So Netsuite decided they will be implementing 2FA for logins. This makes things rather difficult for me as our integration was using basic username/password Authorization header calls. Essentially, in Netsuite, you can't use username/password for web service calls anymore.

They have varying methods of authentication they allow for in order to utilize their services. They have a SOAP service and then they provide a RESTful type of method that allows you to write your own script and assign the callback functions to verbs. It's actually quite flexible and powerful with the various actions one can do. I recommend looking into RESTlets in Netsuite's documentation if you're unfamiliar.

This brings me to Netsuite's authentication methods. You can use username and password, Session ID (virtually unusable...but capable) and OAuth 1.0 for integration into their web services platform.

Many of our partners used the username and password authentication due to the simplicity of setup. Obviously, this can create problems when passwords expire or a client wants to eliminate access but our scheduled jobs continue to try to access Netsuite from inside our platform until you can't. Netsuite is sunsetting the username/password capability soon.

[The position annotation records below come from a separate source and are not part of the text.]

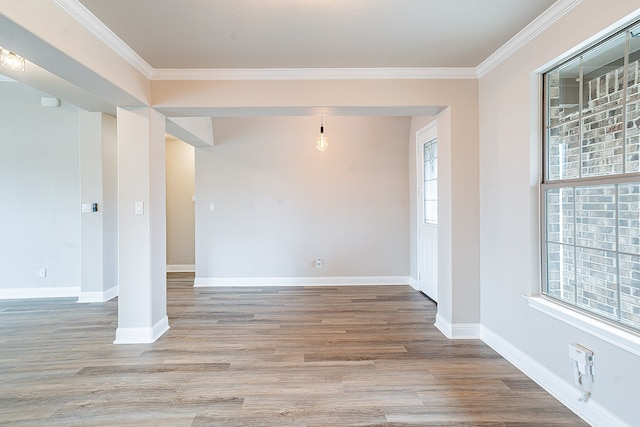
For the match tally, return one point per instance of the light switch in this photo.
(139, 208)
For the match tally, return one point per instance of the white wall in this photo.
(39, 191)
(180, 207)
(509, 170)
(280, 204)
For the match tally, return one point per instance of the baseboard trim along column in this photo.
(52, 292)
(181, 268)
(142, 335)
(86, 297)
(457, 331)
(301, 281)
(566, 393)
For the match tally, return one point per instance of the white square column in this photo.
(142, 305)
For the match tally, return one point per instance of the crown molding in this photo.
(314, 73)
(97, 28)
(538, 25)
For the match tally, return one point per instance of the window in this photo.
(430, 181)
(591, 185)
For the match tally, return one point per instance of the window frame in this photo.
(573, 313)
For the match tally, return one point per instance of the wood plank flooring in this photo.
(285, 356)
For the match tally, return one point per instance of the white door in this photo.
(427, 156)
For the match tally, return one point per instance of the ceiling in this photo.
(263, 34)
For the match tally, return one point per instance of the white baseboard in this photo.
(301, 281)
(566, 393)
(103, 296)
(142, 335)
(24, 293)
(457, 331)
(181, 268)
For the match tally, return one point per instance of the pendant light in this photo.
(322, 143)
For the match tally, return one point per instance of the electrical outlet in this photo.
(582, 355)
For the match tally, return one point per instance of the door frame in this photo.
(423, 135)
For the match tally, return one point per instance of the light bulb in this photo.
(322, 143)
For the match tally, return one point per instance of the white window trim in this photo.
(613, 335)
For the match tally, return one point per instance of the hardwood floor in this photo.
(315, 356)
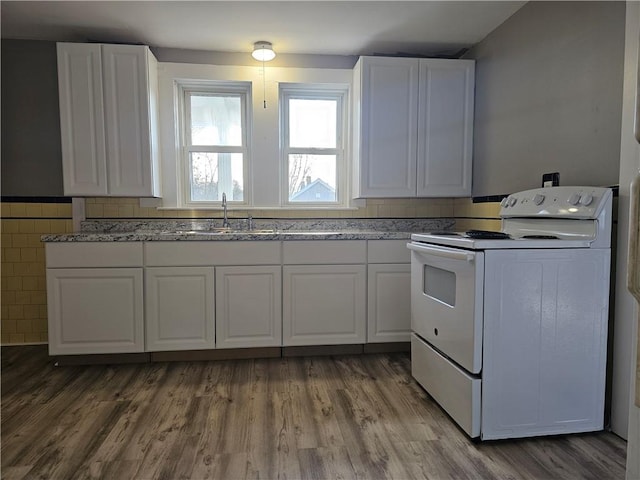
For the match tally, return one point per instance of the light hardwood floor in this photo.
(342, 417)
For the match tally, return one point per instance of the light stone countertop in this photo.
(277, 229)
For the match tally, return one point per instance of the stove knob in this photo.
(574, 198)
(586, 200)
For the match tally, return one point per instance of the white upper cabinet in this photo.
(108, 119)
(413, 127)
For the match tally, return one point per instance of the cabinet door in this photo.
(445, 128)
(388, 121)
(81, 119)
(324, 304)
(180, 308)
(248, 307)
(98, 310)
(389, 301)
(127, 118)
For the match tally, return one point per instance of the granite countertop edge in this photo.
(232, 236)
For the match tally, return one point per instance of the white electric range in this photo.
(510, 327)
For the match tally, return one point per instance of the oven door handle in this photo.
(441, 252)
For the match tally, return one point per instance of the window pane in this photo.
(312, 123)
(312, 178)
(216, 120)
(212, 174)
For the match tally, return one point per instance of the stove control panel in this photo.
(557, 202)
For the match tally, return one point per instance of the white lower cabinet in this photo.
(389, 291)
(95, 310)
(125, 297)
(248, 306)
(95, 297)
(180, 313)
(324, 304)
(389, 303)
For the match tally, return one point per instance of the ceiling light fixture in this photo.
(263, 51)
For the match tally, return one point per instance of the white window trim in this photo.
(243, 90)
(316, 91)
(263, 189)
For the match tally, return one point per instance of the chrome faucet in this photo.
(225, 220)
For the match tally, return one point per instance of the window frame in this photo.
(315, 91)
(243, 90)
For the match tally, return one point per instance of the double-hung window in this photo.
(313, 143)
(214, 142)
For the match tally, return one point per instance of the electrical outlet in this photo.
(551, 179)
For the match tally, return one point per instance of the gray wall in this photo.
(31, 152)
(549, 97)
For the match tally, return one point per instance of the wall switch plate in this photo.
(551, 179)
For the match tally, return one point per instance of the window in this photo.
(313, 137)
(215, 152)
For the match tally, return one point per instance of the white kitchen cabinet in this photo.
(93, 308)
(324, 292)
(324, 304)
(413, 127)
(180, 312)
(224, 294)
(388, 291)
(248, 306)
(389, 301)
(108, 119)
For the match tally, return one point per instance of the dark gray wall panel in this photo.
(549, 97)
(31, 152)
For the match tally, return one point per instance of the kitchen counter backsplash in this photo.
(263, 229)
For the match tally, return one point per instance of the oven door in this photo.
(447, 301)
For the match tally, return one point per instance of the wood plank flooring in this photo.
(341, 417)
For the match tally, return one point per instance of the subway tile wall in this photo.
(23, 287)
(98, 208)
(23, 316)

So with all that said, I have decided I'll work from the inside out. I am going to rewrite my integration from within Netsuite using a variety of Suitescript events and calling out to our own RESTful API which will accept the data.

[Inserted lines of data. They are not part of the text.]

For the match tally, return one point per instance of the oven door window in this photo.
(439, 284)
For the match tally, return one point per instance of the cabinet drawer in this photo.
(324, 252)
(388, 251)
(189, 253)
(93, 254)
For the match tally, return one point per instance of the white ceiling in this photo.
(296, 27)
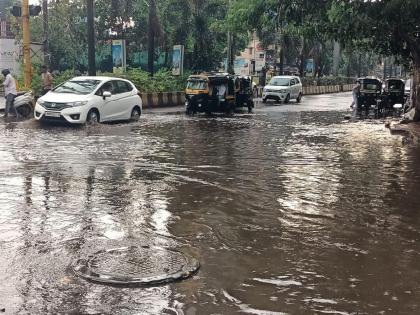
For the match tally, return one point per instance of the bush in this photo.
(162, 81)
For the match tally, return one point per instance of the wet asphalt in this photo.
(290, 210)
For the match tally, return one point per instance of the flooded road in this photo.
(290, 210)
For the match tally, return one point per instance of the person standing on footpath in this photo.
(9, 92)
(47, 80)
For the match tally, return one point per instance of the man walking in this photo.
(47, 79)
(9, 92)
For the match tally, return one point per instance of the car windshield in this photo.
(279, 82)
(82, 87)
(196, 85)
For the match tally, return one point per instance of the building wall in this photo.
(9, 55)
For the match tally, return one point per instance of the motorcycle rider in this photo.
(9, 92)
(47, 80)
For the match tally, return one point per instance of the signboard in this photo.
(178, 60)
(9, 55)
(241, 66)
(259, 61)
(119, 61)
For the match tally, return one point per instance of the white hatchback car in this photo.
(89, 100)
(283, 89)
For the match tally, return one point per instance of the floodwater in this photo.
(290, 210)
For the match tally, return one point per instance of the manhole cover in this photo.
(136, 265)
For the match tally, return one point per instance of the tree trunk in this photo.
(151, 37)
(415, 89)
(281, 70)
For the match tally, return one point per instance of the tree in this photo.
(390, 27)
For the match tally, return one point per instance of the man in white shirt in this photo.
(9, 92)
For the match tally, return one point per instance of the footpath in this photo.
(411, 129)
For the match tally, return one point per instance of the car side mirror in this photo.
(106, 94)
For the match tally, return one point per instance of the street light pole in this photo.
(151, 36)
(46, 33)
(229, 67)
(91, 37)
(27, 66)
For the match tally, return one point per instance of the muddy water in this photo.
(289, 212)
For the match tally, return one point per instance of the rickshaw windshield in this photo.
(279, 82)
(196, 85)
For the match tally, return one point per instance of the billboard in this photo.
(241, 66)
(119, 60)
(178, 60)
(309, 66)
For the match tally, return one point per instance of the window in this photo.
(279, 81)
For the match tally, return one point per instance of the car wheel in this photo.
(92, 117)
(135, 114)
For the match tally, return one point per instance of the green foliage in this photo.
(162, 81)
(197, 24)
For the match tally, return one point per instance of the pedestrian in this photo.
(47, 80)
(356, 92)
(9, 92)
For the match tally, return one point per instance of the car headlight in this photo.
(75, 104)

This may cause some problems for debugging or troubleshooting any possible errors but we also have an endpoint we will write errors to that will essentially duplicate the execution log of a script. With the exception of invalid license keys to our API, we should be able to generally troubleshoot most issues.

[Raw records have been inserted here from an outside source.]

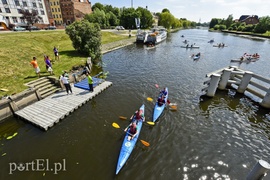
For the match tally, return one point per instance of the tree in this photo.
(145, 17)
(166, 20)
(86, 38)
(98, 16)
(229, 21)
(213, 22)
(127, 18)
(31, 17)
(263, 25)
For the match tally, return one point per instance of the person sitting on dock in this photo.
(132, 131)
(161, 100)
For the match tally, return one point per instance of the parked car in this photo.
(18, 28)
(32, 28)
(120, 28)
(50, 28)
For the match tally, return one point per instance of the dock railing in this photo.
(246, 82)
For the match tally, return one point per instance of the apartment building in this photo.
(10, 12)
(73, 10)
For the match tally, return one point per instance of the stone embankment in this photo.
(44, 87)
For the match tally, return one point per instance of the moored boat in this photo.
(128, 145)
(159, 109)
(141, 36)
(157, 35)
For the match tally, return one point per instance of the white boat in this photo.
(141, 36)
(157, 35)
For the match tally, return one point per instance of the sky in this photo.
(197, 10)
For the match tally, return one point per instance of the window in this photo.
(7, 10)
(4, 1)
(22, 20)
(17, 3)
(15, 20)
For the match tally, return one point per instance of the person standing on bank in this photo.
(90, 82)
(65, 81)
(56, 54)
(35, 66)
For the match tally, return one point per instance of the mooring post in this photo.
(213, 84)
(259, 170)
(224, 79)
(244, 82)
(266, 100)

I will use UserEventScripts to attach actions of records to trigger Map/Reduce scripts to loop through unimported records and throttle the calls on our end using our own governance methods tweaking it based on customer commitments ($$$).

I will also use a public Suitelet webhook that will do nothing more than wake up, obtaining updated info by retrieving info via our RESTful api and then going back to sleep. Clean.

Using a combination of RESTlets, Suitelets, and javascript, I will beat permission issues related to users who don't have access to needed records, slower data transfer times and clunky popups that call unfamiliar UIs possibly confusing user experience. Rounding out a good, fast, and usable solution all without needing to use OAuth.